Dans l’ouest de la partie indonésienne de l’île de Bornéo, là où ce programme a été inauguré, les coupes de bois ont longtemps été un gagne-pain pour de nombreux pauvres. L’abattage d’arbres leur permettait de subvenir à toutes sortes de besoins, notamment les urgences de santé, comme c’était le cas pour Juliansyah, un père de deux enfants à Manjau.

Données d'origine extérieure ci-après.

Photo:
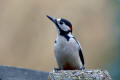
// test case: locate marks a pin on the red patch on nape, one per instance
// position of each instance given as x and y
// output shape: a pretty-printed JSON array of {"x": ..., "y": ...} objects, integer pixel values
[{"x": 71, "y": 28}]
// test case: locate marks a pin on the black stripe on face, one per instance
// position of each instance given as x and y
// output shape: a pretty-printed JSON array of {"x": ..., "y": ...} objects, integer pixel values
[{"x": 66, "y": 22}]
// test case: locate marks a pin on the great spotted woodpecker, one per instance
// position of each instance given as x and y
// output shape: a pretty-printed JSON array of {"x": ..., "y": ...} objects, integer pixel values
[{"x": 67, "y": 49}]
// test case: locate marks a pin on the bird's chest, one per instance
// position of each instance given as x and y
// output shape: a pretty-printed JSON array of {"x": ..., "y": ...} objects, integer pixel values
[{"x": 64, "y": 48}]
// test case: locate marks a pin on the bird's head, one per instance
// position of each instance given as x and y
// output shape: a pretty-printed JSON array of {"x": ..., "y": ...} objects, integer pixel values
[{"x": 63, "y": 26}]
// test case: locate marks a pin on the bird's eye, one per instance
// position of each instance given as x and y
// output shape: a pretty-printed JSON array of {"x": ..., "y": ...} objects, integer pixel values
[{"x": 61, "y": 22}]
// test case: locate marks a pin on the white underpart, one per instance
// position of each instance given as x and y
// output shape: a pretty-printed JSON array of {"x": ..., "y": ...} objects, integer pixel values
[{"x": 67, "y": 51}]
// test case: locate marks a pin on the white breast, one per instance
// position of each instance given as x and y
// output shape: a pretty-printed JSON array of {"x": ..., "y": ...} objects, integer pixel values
[{"x": 67, "y": 52}]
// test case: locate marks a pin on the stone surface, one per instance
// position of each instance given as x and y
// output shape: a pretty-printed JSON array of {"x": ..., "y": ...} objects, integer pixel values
[
  {"x": 79, "y": 75},
  {"x": 13, "y": 73}
]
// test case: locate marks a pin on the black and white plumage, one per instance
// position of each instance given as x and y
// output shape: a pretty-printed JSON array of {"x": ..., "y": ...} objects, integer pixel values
[{"x": 67, "y": 49}]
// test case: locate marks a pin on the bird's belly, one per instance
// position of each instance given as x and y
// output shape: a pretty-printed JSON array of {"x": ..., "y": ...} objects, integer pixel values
[{"x": 66, "y": 58}]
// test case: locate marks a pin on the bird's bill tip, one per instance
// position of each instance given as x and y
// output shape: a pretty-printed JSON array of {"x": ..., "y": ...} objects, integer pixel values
[{"x": 51, "y": 18}]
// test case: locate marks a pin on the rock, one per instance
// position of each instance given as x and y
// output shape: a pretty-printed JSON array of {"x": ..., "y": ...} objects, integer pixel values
[
  {"x": 13, "y": 73},
  {"x": 79, "y": 75}
]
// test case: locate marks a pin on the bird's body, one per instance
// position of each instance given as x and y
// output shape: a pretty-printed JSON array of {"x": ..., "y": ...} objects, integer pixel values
[{"x": 67, "y": 49}]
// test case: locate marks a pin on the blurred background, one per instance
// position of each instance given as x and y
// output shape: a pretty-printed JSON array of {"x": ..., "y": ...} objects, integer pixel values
[{"x": 27, "y": 36}]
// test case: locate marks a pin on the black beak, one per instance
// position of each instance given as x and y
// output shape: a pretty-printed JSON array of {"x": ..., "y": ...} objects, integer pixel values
[{"x": 52, "y": 19}]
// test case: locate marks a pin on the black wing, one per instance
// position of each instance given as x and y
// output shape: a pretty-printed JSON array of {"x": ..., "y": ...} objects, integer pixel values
[{"x": 80, "y": 52}]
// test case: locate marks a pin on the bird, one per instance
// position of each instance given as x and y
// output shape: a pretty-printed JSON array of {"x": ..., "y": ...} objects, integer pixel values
[{"x": 67, "y": 49}]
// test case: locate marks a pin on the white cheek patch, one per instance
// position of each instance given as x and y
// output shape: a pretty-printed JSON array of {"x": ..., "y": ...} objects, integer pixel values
[{"x": 64, "y": 27}]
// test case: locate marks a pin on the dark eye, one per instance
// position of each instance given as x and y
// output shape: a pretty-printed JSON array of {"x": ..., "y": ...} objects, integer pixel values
[{"x": 61, "y": 22}]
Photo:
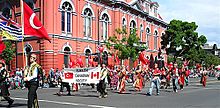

Il suffisait de couper un seul chêne de Bornéo, un arbre rare à la croissance lente et très prisé pour la solidité de son bois, pour gagner des centaines de dollars. Une petite fortune pour ces villageois, dans un pays où près de 40% de la population vit avec moins de deux dollars par jour.

Mais au final, Juliansyah ne trouvait pas son compte dans cette coupe illégale du bois, une tâche dangereuse et fatigante, nécessitant de passer des journées entières en forêt : à peine l’argent était-il gagné qu’il était dépensé en soins médicaux et pour d’autres besoins, raconte-t-il.

«Un jour vous êtes récompensé, et le lendemain il n’y a plus rien. Vous ne pouvez rien économiser», explique cet homme d’une trentaine d’années aux abords du Parc national Gunung Palung.

Les «villages verts»

Les coupes de bois sont interdites dans ce parc, un habitat crucial pour les orangs-outans, espèce en danger, ainsi que pour les ours malais et les oiseaux de la forêt tropicale du sud de Bornéo. Cette immense île à la grande biodiversité est partagée entre l’Indonésie, la Malaisie et Brunei.

Sur les 24 villages entourant le Parc de Gunung, 23 ont accepté d’abandonner les tronçonneuses contre des soins médicaux bon marché, observe Kinari Webb, co-fondatrice de l’ONG. Depuis 2007, année où ASRI a commencé à coopérer avec ces villages, le nombre de familles de bûcherons est passé de 1.400 à 180.

Une nouvelle forêt à partir des restes d’arbres morts à Manjau, province du Kalimantan occidental, en Indonésie.

La destruction rampante de la forêt tropicale qu’a connue Mme Webb en arrivant dans l’ouest de Bornéo il y a 22 ans a considérablement reculé depuis. «Il n’y avait quasiment pas une seule journée où on ne pouvait pas entendre une tronçonneuse dans cette forêt», raconte-t-elle. «Maintenant, il arrive parfois qu’on entende une tronçonneuse, mais cela n’a plus rien à voir».

La clinique, où des patients regardent des vidéos sur la préservation de la forêt dans la salle d’attente, est devenue le principal centre de soins pour 60.000 habitants vivant le long du Parc Gunung Palung. Près de 7.300 villageois ont reçu un traitement médical à la clinique en 2015. Mais ils seront sans doute bien plus nombreux à l’hôpital moderne qui va ouvrir en octobre.

Les «villages verts», c’est-à-dire ceux qui arrêtent totalement les coupes de bois illégales, obtiennent des réductions de 70% sur le coût de leur traitement médical. Les villages jaunes ou rouges, en passe de cesser cet abattage d’arbres, perçoivent selon l’état d’avancement du projet entre 30 et 50% de réduction.

Ceux qui ne peuvent pas se permettre des soins, même à tarif réduit, peuvent compenser le coût en ramassant des graines d’arbre pour replanter la forêt dégradée, observe Farida, qui gère une pépinière où poussent de jeunes arbres, à la périphérie de Sukadana.

Soutiens des ONG

Le programme a retenu l’attention d’organisations de préservation de la nature. En avril, Hotlin Ompusunggu, médecin et cofondateur d’ASRI, a ainsi remporté un prix de 50.000 livres (58.000 euros) octroyé par l’ONG Whitley Fund for Nature, qui servira à développer le projet en Indonésie.

Un deuxième site de soins créé par ASRI devait ouvrir ses portes en janvier dans une autre région du pays. Des communautés sur les îles des Célèbes et de Sumatra, ainsi que dans l’est de la Papouasie, dépendantes d’activités illégales telles que la collecte sauvage de minerais et la pêche à la dynamite, ont été ciblées. Mais le programme de l’ONG n’est pas à l’abri de revers. Des coupes illégales ont ainsi été constatées en juin dans le village de Juliansyah, selon des images satellites observées par des gardes-forestiers.

En conséquence, la commune va être rétrogradée dans la catégorie jaune, mais aura toujours la possibilité de retrouver la première catégorie, explique Fransiscus Xaverius, qui supervise les projets de reforestation autour de Gunung Palung. «Le travail de préservation à Bornéo est un véritable défi».